El poder estaba ahí, en su interior. Assher sólo tenía que sentirlo, palpitando en algún rincón de su ser, y concentrarse para sacarlo fuera.
Eso era fácil, en apariencia. Pero a la hora de la verdad resultaba difícil controlarlo. A menudo utilizaba más energía de la que necesitaba, y terminaba agotado. Otras veces, en cambio, se reprimía tanto que la magia que salía de él era débil y endeble.
El hecho de que Isskez no tuviera demasiada paciencia no facilitaba las cosas.
Aquella tarde era una de esas tardes.

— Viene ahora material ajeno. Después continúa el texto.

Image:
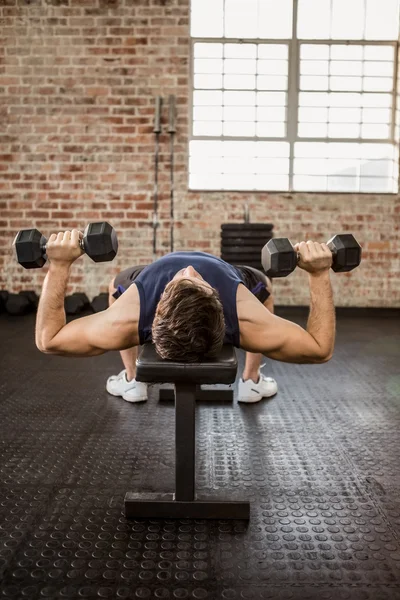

Assher se hallaba en la cabaña de Isskez, su maestro, realizando los ejercicios que él le proponía. Ahora se trataba de congelar el agua contenida en una vasija. Assher lo había intentado ya dos veces, pero en la primera ocasión apenas sí había logrado enfriarla un poco, y después había utilizado tanta magia que incluso había congelado el suelo a su alrededor. A él le había parecido un gran progreso, pero a su maestro no le había gustado.
—Bien, has congelado el agua y todo lo demás... ¿y ahora, qué? Ahora serás incapaz de realizar cualquier otro hechizo, por lo que no te habría servido para nada... ahora mismo estarías muerto, muchacho.
Descongeló el agua del cuenco y volvió a colocarlo en su lugar.
—Ahora tendrás que repetir el ejercicio, a pesar de que...
No terminó la frase. Una sombra sutil se había detenido a la entrada de la cabaña, y una suave fragancia floral inundó el interior.
Isskez se echó de bruces ante ella. Assher se quedó sin aliento, como cada vez que la veía.
—Fuera de aquí —dijo Gerde sin alzar la voz—. Déjame a solas con el chico.
El szish obedeció. Assher permaneció quieto, temblando, mientras Gerde entraba en la cabaña y se sentaba en el suelo, frente a él. Le sonrió.
—Parece que no progresas mucho —le dijo.
Assher apenas se dio cuenta de que el hada estaba hablando en el idioma de los szish, en lugar de utilizar el idhunaico común. Empleó su lengua materna casi sin darse cuenta.
—No... Os suplico vuestro perdón, mi señora. Soy muy torpe en el uso de la magia, pero prometo...
—No es necesario que te disculpes —sonrió ella—. No es culpa tuya. Los hechiceros szish no dominan el idhunaico arcano ni poseen un dialecto propio adecuado para la magia. Por eso les cuesta mucho más controlarla.
Assher bajó la cabeza, sin saber qué decir. Se había sonrojado, y el corazón le palpitaba con tanta fuerza que apenas lograba oír las palabras del hada.
Gerde tomó la mano del szish y la alzó ante ella. Assher dio un respingo y empezó a temblar.